The Long Mynd has been a biking destination for many years. Growing up in the area and riding bikes was great and now it’s even better to help develop and maintain what is one of the best riding spots in the U.K.
MTB Shropshire the National trust and other local organisations come up with the Long Mynd trail map. The map is an easy to follow way marked network of some of the best trails the U.K has to offer. It uses a simple numbered system to show you how to get around the Long Mynd.
The Long Mynd trail map has been in circulation for over 2.5 years now and is on it’s second version. With ever changing views towards mountain biking in the area, i’m pretty sure we will be seeing a bigger better map in the not to distant future.
The Long Mynd trails are ever changing with weather conditions, but you will always have a good ride! The beauty of the Long Mynd trail map is that your not confined to just doing your normal trail centre loop. You can mix and match your favourite trails, to make it the perfect ride.
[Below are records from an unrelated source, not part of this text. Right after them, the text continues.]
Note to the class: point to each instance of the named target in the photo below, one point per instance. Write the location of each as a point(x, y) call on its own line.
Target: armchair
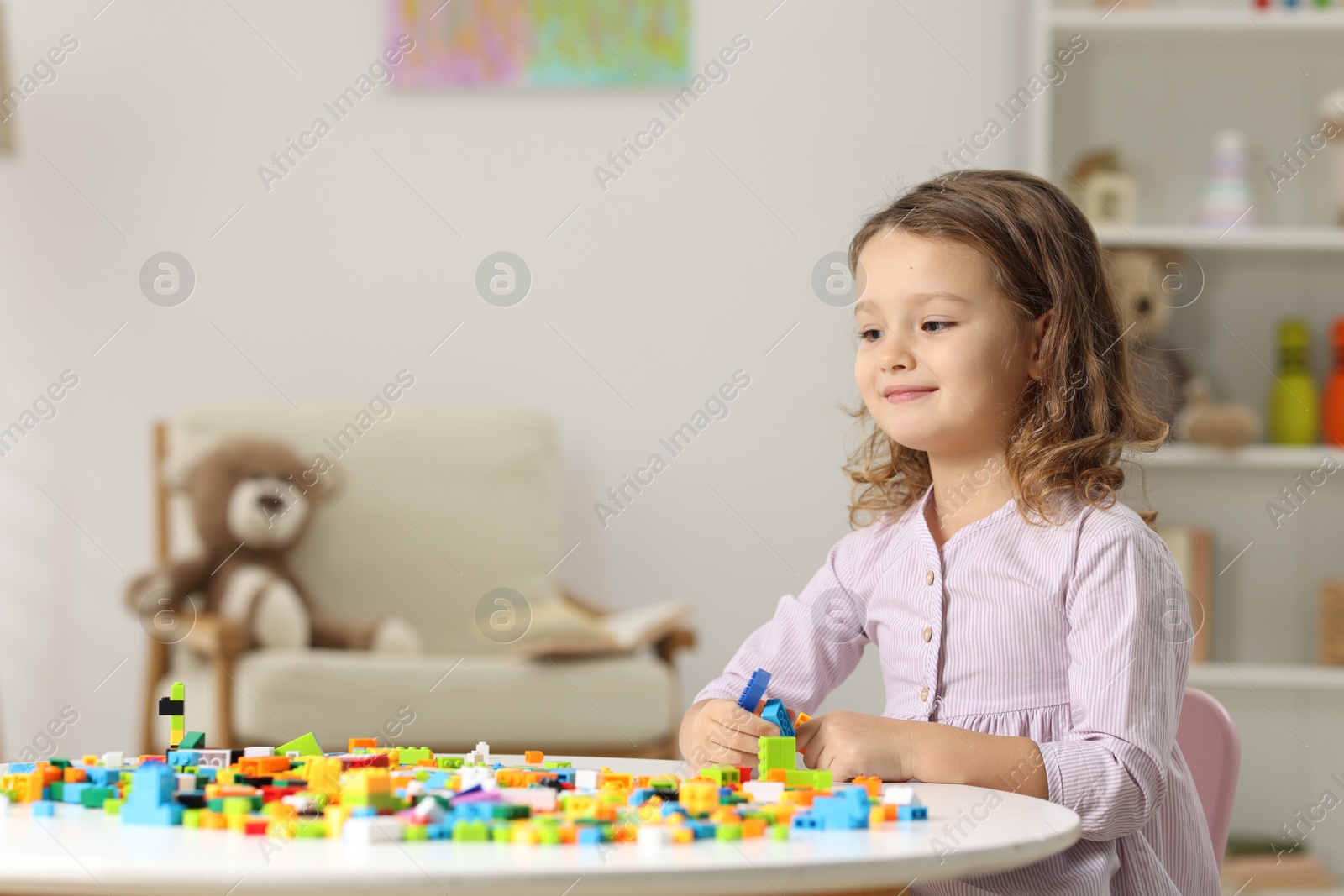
point(437, 508)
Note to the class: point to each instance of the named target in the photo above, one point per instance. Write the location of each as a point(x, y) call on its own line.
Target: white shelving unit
point(1158, 83)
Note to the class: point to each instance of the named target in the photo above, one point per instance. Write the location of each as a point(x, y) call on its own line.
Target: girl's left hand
point(855, 743)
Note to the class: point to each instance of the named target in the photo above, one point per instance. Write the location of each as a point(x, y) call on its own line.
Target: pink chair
point(1207, 738)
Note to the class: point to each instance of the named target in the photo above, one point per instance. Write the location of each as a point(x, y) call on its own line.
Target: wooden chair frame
point(222, 641)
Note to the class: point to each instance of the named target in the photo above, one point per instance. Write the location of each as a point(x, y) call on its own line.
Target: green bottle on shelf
point(1294, 407)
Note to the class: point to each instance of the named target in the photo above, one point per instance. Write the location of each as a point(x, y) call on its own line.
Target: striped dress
point(1074, 636)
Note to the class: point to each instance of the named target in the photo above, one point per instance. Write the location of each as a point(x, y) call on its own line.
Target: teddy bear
point(1146, 284)
point(252, 503)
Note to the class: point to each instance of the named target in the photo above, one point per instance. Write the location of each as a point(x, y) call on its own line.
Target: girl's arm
point(810, 647)
point(853, 743)
point(1128, 645)
point(958, 757)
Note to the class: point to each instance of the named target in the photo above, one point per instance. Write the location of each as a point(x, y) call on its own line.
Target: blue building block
point(776, 712)
point(806, 821)
point(151, 799)
point(703, 829)
point(754, 691)
point(847, 810)
point(183, 757)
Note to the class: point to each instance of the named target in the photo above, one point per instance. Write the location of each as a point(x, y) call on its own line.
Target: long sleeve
point(812, 642)
point(1129, 652)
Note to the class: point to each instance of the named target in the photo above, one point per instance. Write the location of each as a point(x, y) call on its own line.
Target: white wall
point(676, 275)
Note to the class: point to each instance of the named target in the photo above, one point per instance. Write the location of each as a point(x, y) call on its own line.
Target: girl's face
point(942, 358)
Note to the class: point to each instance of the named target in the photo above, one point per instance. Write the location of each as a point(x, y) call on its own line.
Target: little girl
point(1032, 627)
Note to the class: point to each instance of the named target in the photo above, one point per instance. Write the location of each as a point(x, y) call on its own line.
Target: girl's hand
point(853, 743)
point(718, 731)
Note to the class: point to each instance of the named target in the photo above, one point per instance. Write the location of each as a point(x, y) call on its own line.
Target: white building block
point(371, 829)
point(655, 835)
point(764, 792)
point(900, 795)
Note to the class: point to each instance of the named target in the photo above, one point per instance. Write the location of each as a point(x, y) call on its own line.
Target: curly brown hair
point(1085, 410)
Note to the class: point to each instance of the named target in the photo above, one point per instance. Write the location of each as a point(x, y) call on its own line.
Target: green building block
point(307, 746)
point(470, 831)
point(776, 752)
point(94, 797)
point(313, 828)
point(815, 778)
point(722, 775)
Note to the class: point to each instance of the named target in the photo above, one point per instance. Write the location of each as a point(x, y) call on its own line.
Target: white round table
point(84, 851)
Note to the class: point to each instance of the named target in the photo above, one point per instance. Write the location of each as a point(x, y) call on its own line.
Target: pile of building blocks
point(373, 793)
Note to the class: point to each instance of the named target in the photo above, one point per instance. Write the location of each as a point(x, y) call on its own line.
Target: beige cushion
point(279, 694)
point(437, 508)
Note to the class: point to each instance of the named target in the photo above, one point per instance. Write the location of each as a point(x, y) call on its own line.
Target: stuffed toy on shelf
point(250, 512)
point(1167, 385)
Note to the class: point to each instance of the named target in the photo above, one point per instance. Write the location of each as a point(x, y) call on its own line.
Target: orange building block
point(262, 766)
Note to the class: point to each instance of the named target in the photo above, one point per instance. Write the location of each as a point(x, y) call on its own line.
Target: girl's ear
point(1038, 336)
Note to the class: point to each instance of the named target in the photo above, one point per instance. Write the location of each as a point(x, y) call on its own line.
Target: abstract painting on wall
point(542, 43)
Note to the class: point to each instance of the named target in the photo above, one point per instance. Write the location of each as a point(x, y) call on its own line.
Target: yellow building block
point(699, 795)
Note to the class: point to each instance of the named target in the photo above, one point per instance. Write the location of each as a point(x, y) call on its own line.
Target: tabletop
point(971, 831)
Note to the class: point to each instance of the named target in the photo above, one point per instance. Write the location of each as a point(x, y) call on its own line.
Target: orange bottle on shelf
point(1332, 416)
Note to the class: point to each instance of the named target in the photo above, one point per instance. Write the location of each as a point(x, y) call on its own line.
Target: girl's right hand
point(718, 731)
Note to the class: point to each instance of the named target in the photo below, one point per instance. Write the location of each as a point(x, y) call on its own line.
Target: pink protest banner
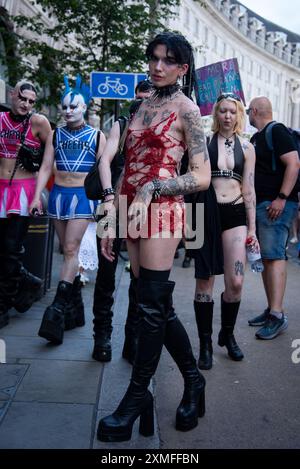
point(217, 78)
Multiple magazines have visited us here at MTB Shropshire and in 2011 Minton Batch was nominated “trail of the year”
“The Shropshire Hills are up there with the best riding spots, overshadowed, possibly, by what’s just over the border in Wales. Minton Batch is a fantastic descent; fun and flowing, just one of a few we covered out on a shop ride with Shropshire Hills MTB this year. They recently produced a map of the area in cooperation with the National Trust, so get in touch with them if you want to find the good stuff.” Matt Hampton
“Minton Batch is singletrack heaven”
Shropshire has long held a place in the mtb Hall of Fame, with most of the best riding concentrated around the Long Mynd — a 15km whale-back ridge of pre-Cambrian rock that dominates the Marches skyline from miles around. In case you’re wondering about the name, it’s derived from just over the border in Wales, where Mynyd means mountain.
This ride, a short but sharp classic, hurdles that Long Mynd ridge twice, providing plenty of challenge for those that enjoy a climb, especially on the second pull over Stanbatch, which really does ask a few questions of legs and lungs. But it is all about one descent, Minton Batch, one of the finest ribbons of natural singletrack anywhere in the UK.
It kicks in easily, sloping away almost casually from the broad ridge-top drive, allowing you to build speed steadily but effortlessly as it slides sneakily down the hillside, brushing close to the infant stream as it goes. But slowly and surely it introduces the odd little techie section, usually when you least expect it, leaving you with a battle on your hands just to stay on-line, often with a sizeable drop down to your right hand side. Thankfully, it relinquishes its height gradually, enabling you to squeeze every last drop of pleasure out of the narrow, gravelly serpentine. But no matter how much you draw it out, it’s still guaranteed to leave you wanting more.